A muffled voice: ‘Scream and I’ll fucking cut you.’
She looked down. Her attacker had a knife against her throat. She didn’t scream. Instead she spoke.
‘I’ve got… I’ve got money… Here, take, take my bag, it’s… it’s just under here…’
She moved against the arms, heart hammering away, trying to get her bag out.
‘I’ve got… cards, my cards, credit cards are in there…’
‘I don’t want your fucking money,’ the figure said.
Because of the fear, the adrenalin and blood pounding round her system, deafening her to everything but her wildly running heartbeat, it took a few seconds for Marina to process the words she had heard.
‘You… what?’
The figure gripped her even tighter. She felt the air huff out of her lungs, her throat constrict. Couldn’t get enough air into her body.
‘What did you want with Prosser? What did he say?’
‘He…’ She gasped, unable to breathe properly. Not enough air to speak with. ‘We talked…’
Tighter again. ‘What about? I’m not fucking about here.’
‘I… we… can’t breathe, please…’
The figure didn’t relax its grip. Just pushed the knife against the skin of her throat. ‘Answer the question.’

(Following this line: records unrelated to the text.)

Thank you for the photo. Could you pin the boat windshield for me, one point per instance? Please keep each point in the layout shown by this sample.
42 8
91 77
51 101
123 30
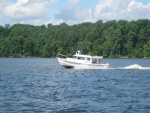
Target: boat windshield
96 60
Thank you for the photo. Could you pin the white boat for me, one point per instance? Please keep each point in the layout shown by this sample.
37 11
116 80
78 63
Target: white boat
80 61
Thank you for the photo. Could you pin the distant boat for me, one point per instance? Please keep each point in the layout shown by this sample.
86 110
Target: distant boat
80 61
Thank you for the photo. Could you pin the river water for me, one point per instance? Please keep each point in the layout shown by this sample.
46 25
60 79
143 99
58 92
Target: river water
42 85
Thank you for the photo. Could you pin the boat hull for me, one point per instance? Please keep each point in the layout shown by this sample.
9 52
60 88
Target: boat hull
78 65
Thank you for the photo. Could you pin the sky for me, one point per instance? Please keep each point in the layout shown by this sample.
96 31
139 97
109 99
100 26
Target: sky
39 12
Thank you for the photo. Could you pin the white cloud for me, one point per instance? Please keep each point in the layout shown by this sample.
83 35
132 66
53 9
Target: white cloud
121 9
25 9
72 12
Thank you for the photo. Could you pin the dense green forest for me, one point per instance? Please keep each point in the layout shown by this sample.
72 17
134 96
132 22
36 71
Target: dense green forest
111 39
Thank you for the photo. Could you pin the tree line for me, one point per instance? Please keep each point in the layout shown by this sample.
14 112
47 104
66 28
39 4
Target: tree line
110 39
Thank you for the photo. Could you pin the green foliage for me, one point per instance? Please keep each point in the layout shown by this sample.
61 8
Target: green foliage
110 39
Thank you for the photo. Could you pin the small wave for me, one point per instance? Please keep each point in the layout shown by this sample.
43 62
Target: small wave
134 67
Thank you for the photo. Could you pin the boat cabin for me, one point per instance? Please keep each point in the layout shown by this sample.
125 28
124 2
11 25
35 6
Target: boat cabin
89 59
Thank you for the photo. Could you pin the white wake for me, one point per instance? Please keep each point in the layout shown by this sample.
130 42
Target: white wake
134 67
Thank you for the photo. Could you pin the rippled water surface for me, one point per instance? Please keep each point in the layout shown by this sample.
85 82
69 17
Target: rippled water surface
42 85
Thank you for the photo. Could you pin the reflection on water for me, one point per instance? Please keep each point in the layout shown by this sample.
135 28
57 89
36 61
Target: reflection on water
43 85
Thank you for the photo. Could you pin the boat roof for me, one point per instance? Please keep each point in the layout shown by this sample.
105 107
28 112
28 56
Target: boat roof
81 55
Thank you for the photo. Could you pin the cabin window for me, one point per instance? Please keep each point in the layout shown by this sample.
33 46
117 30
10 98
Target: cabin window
88 59
94 60
81 58
99 61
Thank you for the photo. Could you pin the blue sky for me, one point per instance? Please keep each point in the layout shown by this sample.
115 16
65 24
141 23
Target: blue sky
39 12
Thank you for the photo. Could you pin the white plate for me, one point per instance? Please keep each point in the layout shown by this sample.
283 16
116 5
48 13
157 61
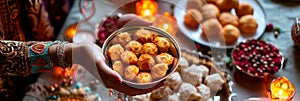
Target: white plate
259 15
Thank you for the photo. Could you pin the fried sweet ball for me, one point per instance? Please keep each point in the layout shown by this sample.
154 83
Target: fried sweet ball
164 58
123 38
210 11
193 18
145 62
211 28
131 72
159 70
143 36
143 77
226 18
134 46
162 44
229 34
248 25
128 57
227 5
149 48
118 67
115 51
244 9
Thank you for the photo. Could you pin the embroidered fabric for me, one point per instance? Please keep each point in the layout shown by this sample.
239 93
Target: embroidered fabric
13 59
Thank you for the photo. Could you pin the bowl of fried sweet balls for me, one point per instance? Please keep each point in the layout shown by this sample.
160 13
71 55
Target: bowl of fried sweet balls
143 56
219 22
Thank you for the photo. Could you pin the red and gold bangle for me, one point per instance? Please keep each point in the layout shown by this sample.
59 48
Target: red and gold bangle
60 50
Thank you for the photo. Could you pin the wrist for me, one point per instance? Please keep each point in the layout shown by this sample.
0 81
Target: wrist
67 54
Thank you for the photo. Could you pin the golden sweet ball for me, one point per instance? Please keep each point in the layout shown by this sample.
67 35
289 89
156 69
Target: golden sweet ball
143 77
143 36
244 9
226 18
164 58
159 70
149 48
248 25
193 18
162 44
211 28
227 5
115 51
145 62
128 57
134 46
118 67
123 38
210 11
229 34
131 72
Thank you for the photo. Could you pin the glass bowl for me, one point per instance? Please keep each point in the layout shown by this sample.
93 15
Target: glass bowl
173 50
257 58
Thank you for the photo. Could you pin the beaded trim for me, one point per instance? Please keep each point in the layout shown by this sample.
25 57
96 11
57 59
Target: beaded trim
13 59
61 55
39 57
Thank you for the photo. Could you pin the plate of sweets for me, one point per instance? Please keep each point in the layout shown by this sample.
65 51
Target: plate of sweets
143 56
197 78
257 58
220 23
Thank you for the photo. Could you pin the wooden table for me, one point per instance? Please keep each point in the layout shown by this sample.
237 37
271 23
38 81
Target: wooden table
278 12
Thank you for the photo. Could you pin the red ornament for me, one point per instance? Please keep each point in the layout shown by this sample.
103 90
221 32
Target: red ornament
269 27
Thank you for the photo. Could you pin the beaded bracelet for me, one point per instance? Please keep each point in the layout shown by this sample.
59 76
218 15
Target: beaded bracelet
61 54
39 58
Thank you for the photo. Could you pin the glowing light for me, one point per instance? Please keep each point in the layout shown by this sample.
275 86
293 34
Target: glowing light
282 89
146 7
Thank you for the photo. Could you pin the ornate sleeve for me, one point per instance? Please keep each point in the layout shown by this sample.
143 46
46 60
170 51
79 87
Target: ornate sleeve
23 58
13 59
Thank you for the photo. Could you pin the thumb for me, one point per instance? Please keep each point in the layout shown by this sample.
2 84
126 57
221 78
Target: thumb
104 69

Marina felt wetness on her neck, a small stab of pain. The blade had broken skin. Her body now trembling she tried not to move, barely to breathe. ‘I…’ Focus. Concentrate. ‘I asked him some questions. He wouldn’t tell me anything.’
She felt the knife push harder against her skin. Tried to gasp, breathe her neck away from it. Couldn’t.
‘What kind of questions? Who about?’
‘About… about… Fiona Welch…’ She didn’t think it was a good time to lie. Or even attempt to negotiate. Do nothing to antagonise her assailant, inflame the situation. That was all that was running through her mind.